C’est une victoire inattendue, et surtout historique. Le 19 novembre 2021, le Premier ministre de l’Inde, Narendra Modi, a décidé de finalement abroger les lois pour la réforme agricole. Le retrait est dû aux manifestations d’une ampleur massive des paysans indiens depuis le vote des réformes, en septembre 2020. C’est la première fois que le Premier ministre indien cède face à la population dans le cadre d’un conflit social.
Les manifestations n’avaient pas été aussi longues depuis la fin des mouvements pour l’indépendance de l’Inde face à la colonisation britannique, en 1947.
Le Premier ministre a expliqué que le processus constitutionnel d’abrogation de ces trois lois allait débuter lors de la session parlementaire, fin novembre.
Il ajoute : « J’appelle tous les agriculteurs participant aux manifestations à rentrer chez eux, à retrouver leurs proches, leurs fermes et leur famille, en ce jour propice de Guru Purab. Prenons un nouveau départ et allons de l’avant », et rappelle que le 19 novembre célèbre la naissance de Guru Nanak, fondateur du sikhisme.
Une grande partie des paysans indiens manifestants sont des sikh du Pendjab et de l’Haryana, régions agricoles grandes productrices de blé et de riz, les plus concernées par les réformes.
Le Congrès national indien, Parti à direction de centre gauche, au pouvoir entre 1947 et 1970 et principal opposant au Parti du peuple indien, formation de Narendra Modi, s’est réjouit de cette nouvelle inédite :
« C’est une victoire historique pour nos agriculteurs, notre peuple et notre démocratie ».

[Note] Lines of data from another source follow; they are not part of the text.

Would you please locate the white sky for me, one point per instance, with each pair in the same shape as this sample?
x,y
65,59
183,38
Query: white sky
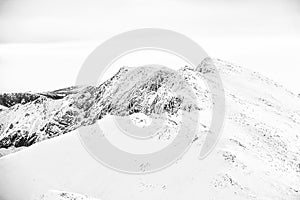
x,y
44,43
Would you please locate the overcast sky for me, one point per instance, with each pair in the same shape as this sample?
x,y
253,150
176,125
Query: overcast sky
x,y
43,43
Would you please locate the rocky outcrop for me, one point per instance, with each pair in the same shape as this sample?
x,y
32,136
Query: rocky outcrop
x,y
47,115
258,155
62,195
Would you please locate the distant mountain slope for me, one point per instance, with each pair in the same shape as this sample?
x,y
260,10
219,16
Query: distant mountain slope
x,y
257,157
47,115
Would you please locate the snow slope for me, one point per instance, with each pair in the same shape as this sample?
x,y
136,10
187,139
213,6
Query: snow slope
x,y
257,157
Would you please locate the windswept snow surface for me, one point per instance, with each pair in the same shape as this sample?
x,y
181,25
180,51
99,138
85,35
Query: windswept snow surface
x,y
63,195
257,157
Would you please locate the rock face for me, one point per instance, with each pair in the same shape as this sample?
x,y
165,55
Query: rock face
x,y
258,155
61,195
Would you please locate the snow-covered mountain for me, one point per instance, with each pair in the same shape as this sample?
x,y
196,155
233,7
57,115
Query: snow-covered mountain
x,y
257,157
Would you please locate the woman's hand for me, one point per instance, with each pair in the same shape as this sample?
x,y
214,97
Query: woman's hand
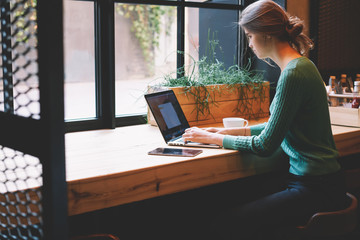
x,y
240,131
195,134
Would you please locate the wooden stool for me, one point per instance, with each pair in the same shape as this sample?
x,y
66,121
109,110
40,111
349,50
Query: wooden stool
x,y
331,224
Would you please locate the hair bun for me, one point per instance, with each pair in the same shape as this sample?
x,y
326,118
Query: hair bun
x,y
294,27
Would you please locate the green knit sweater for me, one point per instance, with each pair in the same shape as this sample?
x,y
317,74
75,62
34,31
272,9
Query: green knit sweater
x,y
299,122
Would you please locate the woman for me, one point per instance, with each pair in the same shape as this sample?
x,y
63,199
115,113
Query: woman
x,y
299,122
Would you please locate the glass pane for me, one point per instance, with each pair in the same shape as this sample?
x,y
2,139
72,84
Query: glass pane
x,y
145,51
210,34
79,58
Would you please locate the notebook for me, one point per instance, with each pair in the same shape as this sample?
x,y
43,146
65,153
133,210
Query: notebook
x,y
171,119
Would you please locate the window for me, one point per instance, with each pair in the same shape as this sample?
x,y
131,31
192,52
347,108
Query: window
x,y
115,49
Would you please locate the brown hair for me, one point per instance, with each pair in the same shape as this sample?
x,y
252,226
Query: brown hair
x,y
268,18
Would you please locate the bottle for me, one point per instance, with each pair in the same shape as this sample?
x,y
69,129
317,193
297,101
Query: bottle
x,y
332,80
343,82
357,84
357,87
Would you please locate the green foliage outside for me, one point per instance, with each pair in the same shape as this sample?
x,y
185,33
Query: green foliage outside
x,y
147,22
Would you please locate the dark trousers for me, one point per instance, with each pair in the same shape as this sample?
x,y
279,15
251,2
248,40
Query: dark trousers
x,y
274,214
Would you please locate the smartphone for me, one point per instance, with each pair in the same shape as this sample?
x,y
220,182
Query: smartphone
x,y
181,152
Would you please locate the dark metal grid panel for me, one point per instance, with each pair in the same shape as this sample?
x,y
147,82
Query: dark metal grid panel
x,y
20,195
19,87
338,46
20,173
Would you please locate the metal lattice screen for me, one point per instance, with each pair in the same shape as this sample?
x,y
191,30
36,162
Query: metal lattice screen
x,y
338,37
20,173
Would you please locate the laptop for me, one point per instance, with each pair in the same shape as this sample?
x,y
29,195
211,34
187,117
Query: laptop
x,y
171,119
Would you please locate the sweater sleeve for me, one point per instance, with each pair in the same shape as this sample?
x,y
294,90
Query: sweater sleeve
x,y
284,107
257,129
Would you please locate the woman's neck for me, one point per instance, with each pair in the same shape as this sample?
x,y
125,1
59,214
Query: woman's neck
x,y
283,54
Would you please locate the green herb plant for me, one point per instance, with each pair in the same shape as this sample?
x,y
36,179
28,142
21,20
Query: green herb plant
x,y
210,71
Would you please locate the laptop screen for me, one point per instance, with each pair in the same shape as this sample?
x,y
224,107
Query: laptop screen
x,y
167,113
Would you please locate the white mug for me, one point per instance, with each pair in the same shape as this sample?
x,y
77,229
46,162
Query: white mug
x,y
235,122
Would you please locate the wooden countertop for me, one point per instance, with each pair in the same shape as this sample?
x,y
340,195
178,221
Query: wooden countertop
x,y
106,168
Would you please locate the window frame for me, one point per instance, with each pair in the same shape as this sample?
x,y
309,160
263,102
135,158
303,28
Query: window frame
x,y
104,36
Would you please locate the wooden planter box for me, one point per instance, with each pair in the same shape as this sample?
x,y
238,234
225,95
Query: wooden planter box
x,y
239,101
345,116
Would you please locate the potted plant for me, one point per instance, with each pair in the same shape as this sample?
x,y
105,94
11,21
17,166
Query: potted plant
x,y
209,92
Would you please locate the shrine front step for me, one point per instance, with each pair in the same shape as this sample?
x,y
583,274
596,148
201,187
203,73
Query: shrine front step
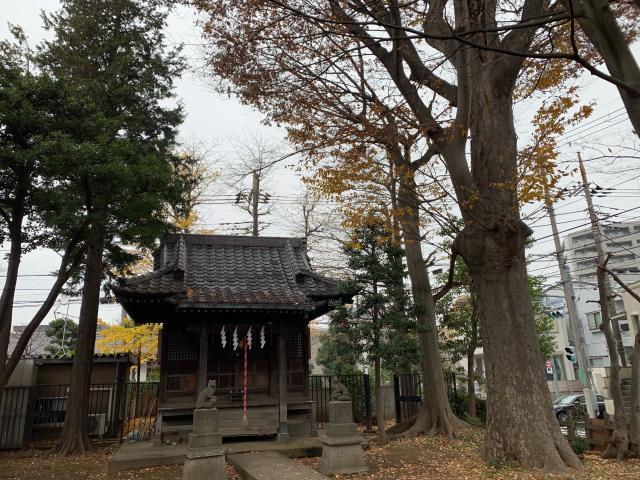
x,y
271,466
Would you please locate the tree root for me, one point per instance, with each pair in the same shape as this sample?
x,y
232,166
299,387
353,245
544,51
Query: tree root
x,y
425,423
619,445
72,444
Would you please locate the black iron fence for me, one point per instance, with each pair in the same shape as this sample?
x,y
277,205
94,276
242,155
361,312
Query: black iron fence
x,y
408,394
358,385
34,414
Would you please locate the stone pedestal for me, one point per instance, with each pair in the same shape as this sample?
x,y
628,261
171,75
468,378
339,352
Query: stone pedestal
x,y
205,453
342,445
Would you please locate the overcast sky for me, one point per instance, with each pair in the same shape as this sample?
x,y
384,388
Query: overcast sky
x,y
213,119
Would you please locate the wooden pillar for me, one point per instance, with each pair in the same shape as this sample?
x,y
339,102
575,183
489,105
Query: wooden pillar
x,y
283,429
306,351
204,351
164,343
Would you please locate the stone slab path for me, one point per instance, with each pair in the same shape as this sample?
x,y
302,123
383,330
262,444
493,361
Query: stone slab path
x,y
143,454
271,466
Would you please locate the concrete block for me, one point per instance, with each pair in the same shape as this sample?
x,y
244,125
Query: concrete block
x,y
199,440
342,460
340,412
205,420
204,468
341,430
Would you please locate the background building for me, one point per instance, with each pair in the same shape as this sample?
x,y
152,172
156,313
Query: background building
x,y
621,240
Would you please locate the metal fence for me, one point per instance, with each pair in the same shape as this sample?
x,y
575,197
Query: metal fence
x,y
358,385
34,414
408,394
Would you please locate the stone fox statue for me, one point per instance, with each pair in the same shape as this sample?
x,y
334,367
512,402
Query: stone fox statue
x,y
206,398
338,391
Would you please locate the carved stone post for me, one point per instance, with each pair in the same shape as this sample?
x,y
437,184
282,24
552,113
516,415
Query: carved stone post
x,y
342,446
205,453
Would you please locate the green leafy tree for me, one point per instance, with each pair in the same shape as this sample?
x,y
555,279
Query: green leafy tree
x,y
544,322
63,333
338,354
460,329
31,102
111,166
379,328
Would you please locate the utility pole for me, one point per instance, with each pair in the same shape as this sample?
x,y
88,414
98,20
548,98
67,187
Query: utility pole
x,y
572,310
603,279
255,199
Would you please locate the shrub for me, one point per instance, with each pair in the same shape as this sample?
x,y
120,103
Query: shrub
x,y
579,445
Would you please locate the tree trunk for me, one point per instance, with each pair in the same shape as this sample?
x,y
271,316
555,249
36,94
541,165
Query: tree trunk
x,y
435,416
379,401
598,22
63,275
635,398
74,437
8,292
521,424
619,441
471,386
471,350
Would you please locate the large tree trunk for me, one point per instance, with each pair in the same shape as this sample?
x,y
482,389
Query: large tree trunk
x,y
8,293
635,398
521,425
379,400
435,416
74,437
599,24
471,350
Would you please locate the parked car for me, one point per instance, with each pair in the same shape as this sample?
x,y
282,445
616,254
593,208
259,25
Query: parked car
x,y
576,401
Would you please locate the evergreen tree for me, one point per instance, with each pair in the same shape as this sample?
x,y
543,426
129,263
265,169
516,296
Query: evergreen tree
x,y
63,333
379,329
112,164
31,102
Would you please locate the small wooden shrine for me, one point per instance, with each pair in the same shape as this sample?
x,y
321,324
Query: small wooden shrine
x,y
235,310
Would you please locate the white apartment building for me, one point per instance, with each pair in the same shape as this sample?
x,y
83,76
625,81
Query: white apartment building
x,y
621,240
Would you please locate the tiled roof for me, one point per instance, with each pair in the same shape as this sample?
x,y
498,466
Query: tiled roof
x,y
219,270
37,343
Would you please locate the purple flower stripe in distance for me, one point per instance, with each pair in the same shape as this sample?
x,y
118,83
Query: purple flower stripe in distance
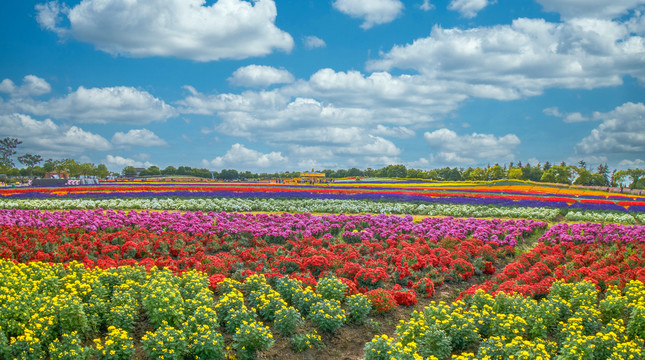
x,y
597,207
284,226
592,232
293,195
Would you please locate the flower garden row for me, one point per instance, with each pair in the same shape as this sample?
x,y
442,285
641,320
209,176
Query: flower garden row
x,y
518,195
301,272
325,206
51,310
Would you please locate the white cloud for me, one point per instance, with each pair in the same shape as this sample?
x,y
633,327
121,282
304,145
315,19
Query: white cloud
x,y
468,8
630,164
568,117
138,137
575,117
590,8
119,162
553,111
31,86
622,131
452,147
398,132
426,5
260,76
241,157
48,138
95,105
313,42
522,59
373,12
227,29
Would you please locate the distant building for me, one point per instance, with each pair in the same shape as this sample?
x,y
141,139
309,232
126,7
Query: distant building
x,y
57,175
312,177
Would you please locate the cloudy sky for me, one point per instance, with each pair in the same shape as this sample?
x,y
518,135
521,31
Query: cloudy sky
x,y
272,85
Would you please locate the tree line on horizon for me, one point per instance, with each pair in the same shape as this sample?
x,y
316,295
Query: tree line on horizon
x,y
579,174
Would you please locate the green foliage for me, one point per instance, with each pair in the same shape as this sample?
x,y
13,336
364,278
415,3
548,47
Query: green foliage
x,y
250,338
434,342
166,343
302,342
358,306
331,288
204,343
68,348
287,320
118,345
327,315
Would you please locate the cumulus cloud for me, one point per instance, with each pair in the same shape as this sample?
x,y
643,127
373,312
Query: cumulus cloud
x,y
590,8
568,117
373,12
630,164
524,58
31,86
48,138
188,29
119,104
119,162
313,42
260,76
426,5
468,8
137,137
241,157
622,131
398,132
454,148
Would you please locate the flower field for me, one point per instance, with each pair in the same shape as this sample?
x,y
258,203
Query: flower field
x,y
210,282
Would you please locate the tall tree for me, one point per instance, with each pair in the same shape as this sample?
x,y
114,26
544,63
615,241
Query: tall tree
x,y
7,151
30,161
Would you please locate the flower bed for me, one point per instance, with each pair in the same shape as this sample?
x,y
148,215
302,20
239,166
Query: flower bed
x,y
572,322
367,252
604,255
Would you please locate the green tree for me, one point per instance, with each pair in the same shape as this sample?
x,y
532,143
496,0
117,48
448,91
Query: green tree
x,y
495,173
129,171
584,177
603,172
153,171
515,173
169,170
394,171
30,161
557,174
7,151
101,171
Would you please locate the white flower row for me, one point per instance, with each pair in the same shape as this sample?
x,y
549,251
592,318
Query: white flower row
x,y
285,205
600,217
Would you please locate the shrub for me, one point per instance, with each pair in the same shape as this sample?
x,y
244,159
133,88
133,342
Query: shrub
x,y
327,315
68,348
382,301
359,306
331,288
204,343
166,343
118,345
250,338
302,342
287,320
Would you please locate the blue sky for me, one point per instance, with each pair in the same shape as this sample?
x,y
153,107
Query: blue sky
x,y
273,85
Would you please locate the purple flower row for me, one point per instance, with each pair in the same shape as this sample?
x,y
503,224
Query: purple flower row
x,y
372,196
592,232
282,227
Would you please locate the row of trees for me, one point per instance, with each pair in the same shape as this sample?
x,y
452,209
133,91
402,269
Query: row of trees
x,y
579,174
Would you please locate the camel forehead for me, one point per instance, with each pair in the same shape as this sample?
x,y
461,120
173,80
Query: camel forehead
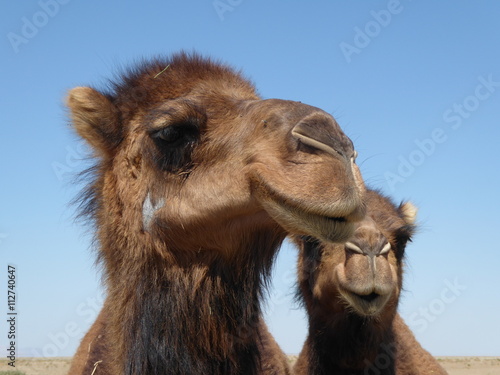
x,y
159,80
368,233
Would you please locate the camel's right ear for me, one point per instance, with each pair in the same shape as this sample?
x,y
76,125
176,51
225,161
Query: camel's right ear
x,y
95,119
409,212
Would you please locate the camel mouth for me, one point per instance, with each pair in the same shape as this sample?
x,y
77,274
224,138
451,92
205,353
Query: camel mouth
x,y
298,221
368,297
369,305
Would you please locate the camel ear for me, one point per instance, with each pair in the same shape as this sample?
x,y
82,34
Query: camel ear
x,y
409,212
95,119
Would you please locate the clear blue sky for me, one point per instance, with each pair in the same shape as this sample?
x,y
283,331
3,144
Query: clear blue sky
x,y
415,84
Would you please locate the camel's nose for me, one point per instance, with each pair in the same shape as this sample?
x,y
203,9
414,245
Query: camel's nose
x,y
320,131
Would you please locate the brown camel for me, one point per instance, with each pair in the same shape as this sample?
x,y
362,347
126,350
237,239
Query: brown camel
x,y
197,182
351,293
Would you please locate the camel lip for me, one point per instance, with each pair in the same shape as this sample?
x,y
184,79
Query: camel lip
x,y
283,202
370,304
369,298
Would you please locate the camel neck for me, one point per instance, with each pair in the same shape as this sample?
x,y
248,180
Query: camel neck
x,y
351,345
200,319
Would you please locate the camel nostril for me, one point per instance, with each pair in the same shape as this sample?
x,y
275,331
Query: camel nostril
x,y
318,131
368,297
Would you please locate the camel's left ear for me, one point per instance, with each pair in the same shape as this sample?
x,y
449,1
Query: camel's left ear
x,y
95,118
409,212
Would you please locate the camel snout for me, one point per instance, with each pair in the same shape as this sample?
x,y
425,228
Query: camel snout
x,y
320,131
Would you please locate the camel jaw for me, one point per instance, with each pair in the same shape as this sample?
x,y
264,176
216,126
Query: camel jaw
x,y
334,228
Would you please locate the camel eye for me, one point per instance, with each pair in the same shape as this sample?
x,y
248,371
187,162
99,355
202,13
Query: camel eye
x,y
176,135
174,145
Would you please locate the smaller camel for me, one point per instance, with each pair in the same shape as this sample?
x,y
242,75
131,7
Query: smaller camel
x,y
351,293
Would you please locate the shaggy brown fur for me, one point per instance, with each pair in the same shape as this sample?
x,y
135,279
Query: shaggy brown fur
x,y
197,182
351,293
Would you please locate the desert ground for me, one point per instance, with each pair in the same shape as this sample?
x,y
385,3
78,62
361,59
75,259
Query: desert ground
x,y
60,366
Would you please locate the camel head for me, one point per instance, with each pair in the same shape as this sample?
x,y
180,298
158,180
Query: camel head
x,y
363,275
189,155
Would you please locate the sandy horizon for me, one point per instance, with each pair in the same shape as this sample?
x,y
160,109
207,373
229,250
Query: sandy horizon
x,y
455,365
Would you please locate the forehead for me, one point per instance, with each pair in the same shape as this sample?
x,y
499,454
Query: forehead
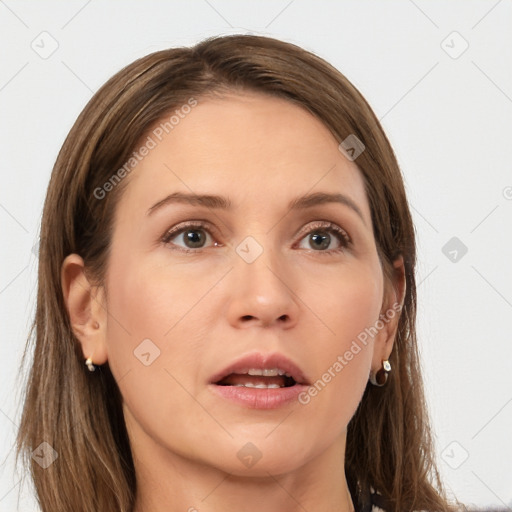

Les réformes agricoles avaient été votées afin d’autoriser les agriculteurs à vendre leurs productions aux acheteurs de leur choix, mettant ainsi fin au monopole des gouvernements locaux sur le prix des céréales.
Le prix devait ainsi être fixé par les investisseurs et l’agro-business sur la base de la demande des agriculteurs, apportant ainsi de fortes chances de bradage général des prix de vente.
La fin des marchés contrôlés par l’Etat signifiait également la fin de la loi sur un prix de soutien minimal sur le riz, les céréales et une vingtaine d’autres denrées, dans une Inde où les agriculteurs peinent à subvenir à leurs besoins.
86 % des paysans en Inde sont de petits exploitants et vivent actuellement avec une moyenne de moins de deux hectares par exploitation (contre une moyenne de 61 hectares en France).
Après deux mois de mobilisation dans leurs campagnes, les agriculteurs ont commencé à camper pendant plusieurs mois sur les routes, se réunissant par dizaines de milliers aux portes de la capitale, New Delhi.

Le 26 janvier 2021, jour de la fête nationale de la République, des tracteurs ont rejoint le défilé dans les rues, la journée se terminant par des confrontations avec la police de plus en plus violentes. Ces manifestations ont été relayées et soutenues par des jeunes activistes comme Greta Thunberg et Disha Ravi, cofondatrice de la branche du mouvement Fridays for Future en Inde.
Gilles Verniers, professeur de sciences politiques à l’université d’Ashoka à Sonipat, en Inde, estime que l’abrogation est une nouvelle positive, qui pourrait encourager une démocratie plus juste.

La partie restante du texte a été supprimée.